Giuseppina Imperatore, MD, PhD, Chief of the Surveillance, Epidemiology, Economics, and Statistics Branch in the CDC’s Division of Diabetes Translation, has been studying trends in rural settings and urban settings, and how they differ. Dr. Imperatore will highlight diabetes diagnoses, adult hospitalizations with diabetes, the ABCs of diabetes (A1C, blood pressure, cholesterol, and smoking cessation), and preventative care.
Evidence of the decline in health among rural residents includes an increase in mortality, greater rates of chronic disease, more high-risk health behaviors, and widening differences between rural and urban life expectancy, she noted.
“People with diabetes living in rural areas are less likely to receive preventive care and have access to diabetes self-management education and support,” Dr. Imperatore said. “Better understanding of the individual-level, clinical, health policy, and structural factors driving urban-rural disparities will help prioritize preventive approaches.”
Vasan Ramachandran, MD, DM, FACC, FAHA, is Dean of The University of Texas School of Public Health San Antonio. Since 2019, he has been the principal investigator of the Risk Underlying Rural Areas Longitudinal (RURAL) study, which is aimed at addressing critical gaps in the knowledge of heart and lung disorders in rural counties in the southeastern U.S. This ongoing study strives to reach 4,600 participants ages 25-64 from 10 rural counties in southern Appalachia and the Mississippi Delta (Mississippi, Kentucky, Louisiana, and Alabama). So far, it has about 1,800 participants.
For much of the history of the United States, rural residents were healthier as a population than urban residents, Dr. Ramachandran said.
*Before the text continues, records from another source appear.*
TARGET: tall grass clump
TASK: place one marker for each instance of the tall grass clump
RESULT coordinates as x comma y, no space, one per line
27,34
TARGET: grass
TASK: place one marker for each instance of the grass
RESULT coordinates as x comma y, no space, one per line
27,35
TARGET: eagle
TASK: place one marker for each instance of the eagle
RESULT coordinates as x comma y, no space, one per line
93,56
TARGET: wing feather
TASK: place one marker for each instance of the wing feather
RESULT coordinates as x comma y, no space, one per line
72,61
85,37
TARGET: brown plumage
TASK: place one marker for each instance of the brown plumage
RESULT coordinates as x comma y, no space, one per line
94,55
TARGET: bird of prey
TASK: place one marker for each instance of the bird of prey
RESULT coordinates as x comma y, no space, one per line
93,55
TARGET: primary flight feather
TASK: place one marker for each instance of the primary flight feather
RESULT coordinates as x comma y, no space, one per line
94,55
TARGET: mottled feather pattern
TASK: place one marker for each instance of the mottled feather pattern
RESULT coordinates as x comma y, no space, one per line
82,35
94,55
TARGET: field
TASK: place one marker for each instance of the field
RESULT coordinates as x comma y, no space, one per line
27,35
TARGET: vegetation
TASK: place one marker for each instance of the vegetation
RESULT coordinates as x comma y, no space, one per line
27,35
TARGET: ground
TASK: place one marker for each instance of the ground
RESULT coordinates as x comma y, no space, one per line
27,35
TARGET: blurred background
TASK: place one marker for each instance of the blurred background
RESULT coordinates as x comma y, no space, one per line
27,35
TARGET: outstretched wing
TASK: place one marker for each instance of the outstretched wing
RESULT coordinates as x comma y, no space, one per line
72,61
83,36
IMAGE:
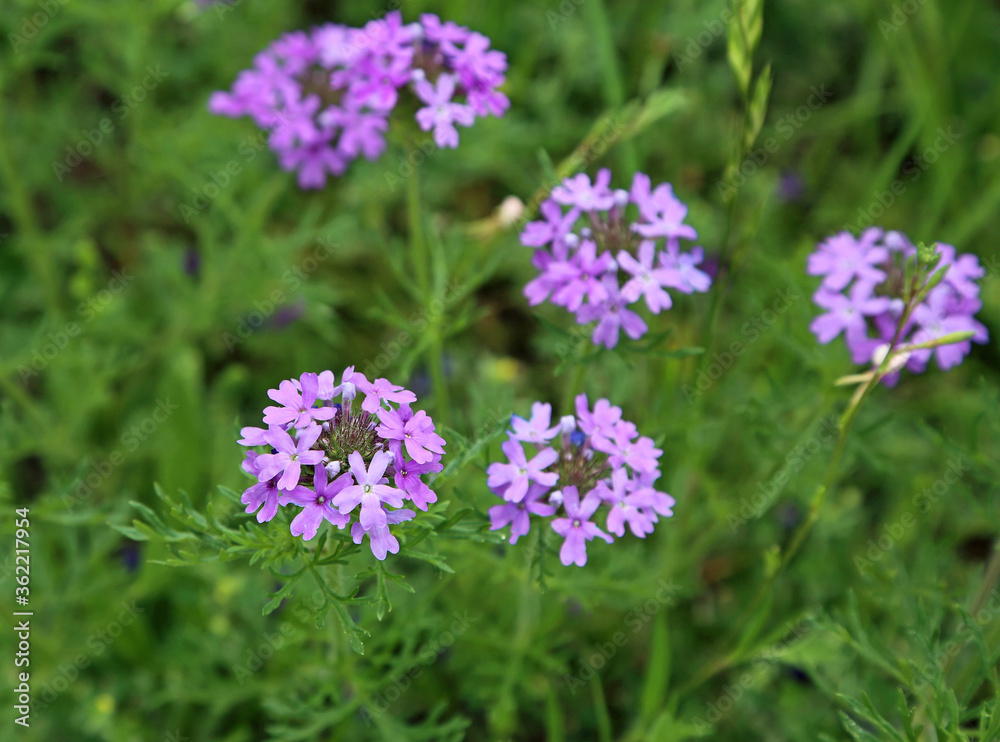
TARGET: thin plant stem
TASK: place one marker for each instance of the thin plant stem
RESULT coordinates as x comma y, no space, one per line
422,262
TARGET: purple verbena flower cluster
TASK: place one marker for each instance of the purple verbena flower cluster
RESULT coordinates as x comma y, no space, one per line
596,258
862,295
582,462
326,95
328,458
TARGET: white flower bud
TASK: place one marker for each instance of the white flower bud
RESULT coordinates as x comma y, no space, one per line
349,393
510,210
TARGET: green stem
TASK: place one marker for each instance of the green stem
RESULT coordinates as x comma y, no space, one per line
418,245
422,262
815,507
572,389
611,78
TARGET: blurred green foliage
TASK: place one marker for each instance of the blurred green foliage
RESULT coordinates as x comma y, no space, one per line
158,273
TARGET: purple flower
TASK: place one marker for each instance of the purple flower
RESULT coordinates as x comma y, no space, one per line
577,272
842,258
628,505
440,113
414,431
602,421
624,450
380,539
370,490
382,389
935,319
535,430
316,504
347,444
847,314
290,457
407,478
297,409
516,514
552,228
576,527
647,281
512,479
595,458
263,495
611,315
580,193
681,273
662,211
326,96
862,291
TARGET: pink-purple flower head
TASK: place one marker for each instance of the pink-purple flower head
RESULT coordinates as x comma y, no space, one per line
333,460
327,95
587,462
599,251
862,295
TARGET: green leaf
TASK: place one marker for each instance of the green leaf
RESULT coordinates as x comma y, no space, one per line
654,690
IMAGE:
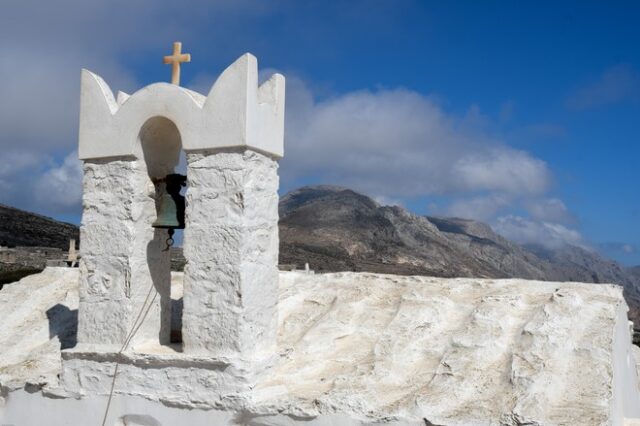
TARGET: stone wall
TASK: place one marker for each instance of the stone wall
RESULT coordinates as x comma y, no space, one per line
122,256
231,247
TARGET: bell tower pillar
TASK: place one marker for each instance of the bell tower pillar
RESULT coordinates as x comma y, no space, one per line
233,139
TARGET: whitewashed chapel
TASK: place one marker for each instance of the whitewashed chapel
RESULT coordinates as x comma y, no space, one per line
261,347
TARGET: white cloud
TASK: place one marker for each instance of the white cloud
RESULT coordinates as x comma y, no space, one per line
482,208
616,84
45,45
399,143
526,231
60,188
549,210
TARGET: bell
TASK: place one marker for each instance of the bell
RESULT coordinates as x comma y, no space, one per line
171,204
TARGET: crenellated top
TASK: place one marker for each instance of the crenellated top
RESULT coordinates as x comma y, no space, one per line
236,113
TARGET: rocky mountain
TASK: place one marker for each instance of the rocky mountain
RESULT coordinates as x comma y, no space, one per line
21,228
337,229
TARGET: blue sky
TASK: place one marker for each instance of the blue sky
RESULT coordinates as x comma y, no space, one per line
520,115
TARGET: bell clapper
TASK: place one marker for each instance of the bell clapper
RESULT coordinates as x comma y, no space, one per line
170,239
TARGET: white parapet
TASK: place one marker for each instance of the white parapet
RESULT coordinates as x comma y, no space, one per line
237,113
353,349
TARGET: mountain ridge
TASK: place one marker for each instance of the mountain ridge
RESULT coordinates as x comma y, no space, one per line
337,229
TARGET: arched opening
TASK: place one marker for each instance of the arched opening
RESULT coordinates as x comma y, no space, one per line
161,147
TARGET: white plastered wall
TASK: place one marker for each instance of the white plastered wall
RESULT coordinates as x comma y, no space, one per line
233,139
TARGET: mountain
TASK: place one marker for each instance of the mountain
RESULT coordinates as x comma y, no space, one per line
337,229
21,228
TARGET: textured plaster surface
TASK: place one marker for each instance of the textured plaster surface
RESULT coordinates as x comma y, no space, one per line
122,256
237,113
357,349
231,247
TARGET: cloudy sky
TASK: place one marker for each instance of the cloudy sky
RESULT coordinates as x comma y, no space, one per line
522,116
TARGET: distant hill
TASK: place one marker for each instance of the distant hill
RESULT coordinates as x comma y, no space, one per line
21,228
337,229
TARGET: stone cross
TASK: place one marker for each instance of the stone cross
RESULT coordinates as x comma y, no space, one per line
175,60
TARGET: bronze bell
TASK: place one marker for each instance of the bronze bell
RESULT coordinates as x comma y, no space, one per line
171,203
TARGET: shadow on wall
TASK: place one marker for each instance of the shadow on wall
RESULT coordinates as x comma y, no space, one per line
63,322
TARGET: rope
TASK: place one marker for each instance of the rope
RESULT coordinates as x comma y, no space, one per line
134,329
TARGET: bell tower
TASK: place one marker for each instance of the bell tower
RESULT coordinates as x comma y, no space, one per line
130,146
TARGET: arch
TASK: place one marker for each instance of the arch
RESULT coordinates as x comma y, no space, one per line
158,150
159,144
But in the 1980s that started to change, with mortality rates increasing in rural areas and decreasing in urban ones for heart attack, stroke, and other causes. Those numbers created the basis for the RURAL study, which is funded by grants from the National Heart, Lung and Blood Institute.
The remote locations of the included counties meant Dr. Ramachandran’s team had to get creative to conduct their research. They outfitted a customized 52-foot trailer with one of the country’s fastest CT scanners and brought the science to the residents. But location was only one of the hurdles investigators had to overcome.
“We began the study by building relationships and building trust with the people in the area,” Dr. Ramachandran said. “We created advisory boards, recruited community engagement coordinators, and held community listening sessions where we explained what we were doing. We wanted to understand their experiences.”
Dr. Ramachandran is bringing this study to the 83rd Scientific Sessions in hopes that other scientists, researchers, and policymakers will understand the need to invest in rural people and their communities and ensure the infrastructure in the U.S. gives them an opportunity to be part of the mainstream American dream.
Drs. Imperatore and Ramachandran will be joined by Alva Ferdinand, DrPH, JD, and Gillian Booth, MD, MSc. Dr. Ferdinand, Assistant Professor in the Department of Health Policy and Management at the Texas A&M School of Public Health, will discuss the burden and epidemiology of diabetes in rural America. Dr. Booth, Professor in the Department of Medicine and the Institute of Health Policy, Management and Evaluation at the University of Toronto, Canada, will discuss the influence of neighborhood socioeconomic environment on diabetes.